As soon as there is a clear understanding of the purpose of BIM integration, it is time to identify what BIM data is needed for this and how it has to be structured to be of any use for facility management. Performing these assessments as early as possible is highly recommended, with the design phase being the preferred time frame. That way, it is a lot easier for both architects and building contractors to consider these requirements, so BIM data could also be created initially in a format that is required for facility management purposes.

It is also wise to remember that different phases of the project require different data for facility management, and some data also becomes irrelevant once a specific project phase is reached – keeping all that in mind is also necessary for proper BIM integration into facility management.
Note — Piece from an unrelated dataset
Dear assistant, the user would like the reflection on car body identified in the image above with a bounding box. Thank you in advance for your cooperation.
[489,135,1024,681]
Of course, it would not be enough to determine what information needs to be converted appropriately – it is also necessary to know the purpose of that information and determine the amount of detail needed and the department/stakeholder that needs said information in the first place.

A good example of that is maintenance planning. It is highly unlikely that a Bill of Materials that BIM works with would be enough for facility management to create an entire maintenance planning schedule. Some assets might not be relevant for this task, or there might be a need to separate assets into groups depending on the maintenance goals.

As such, we can conclude what is needed for a guaranteed IWMS and BIM integration – the first step would be to identify what areas of maintenance and operation stages BIM could be helpful in. It is also necessary to perform a detailed analysis of all the required BIM data for the aforementioned improvements. That is a good way of ensuring that all of the necessary data takes a specific form that can be used for facility management purposes.

Revizto and Facility Management

Solutions such as Revizto are a great example of how beneficial a BIM platform can be for facility management. Revizto is capable of empowering facility management in terms of providing both models and data, providing the most up-to-date information about the project's current state. It can also help with a more detailed visualization of the project’s current status; it can simplify site maintenance by using relevant data to track on-site maintenance better, delegating tasks, etc.

Various facility management-related tasks can be pushed out to a BIM system such as Revizto to offer a much better overall experience regarding maintenance, operation, and other stages. Facility management can also communicate with the BIM system by pushing status updates and reports to make it easier to generate better workflows and ensure that every task is performed competently.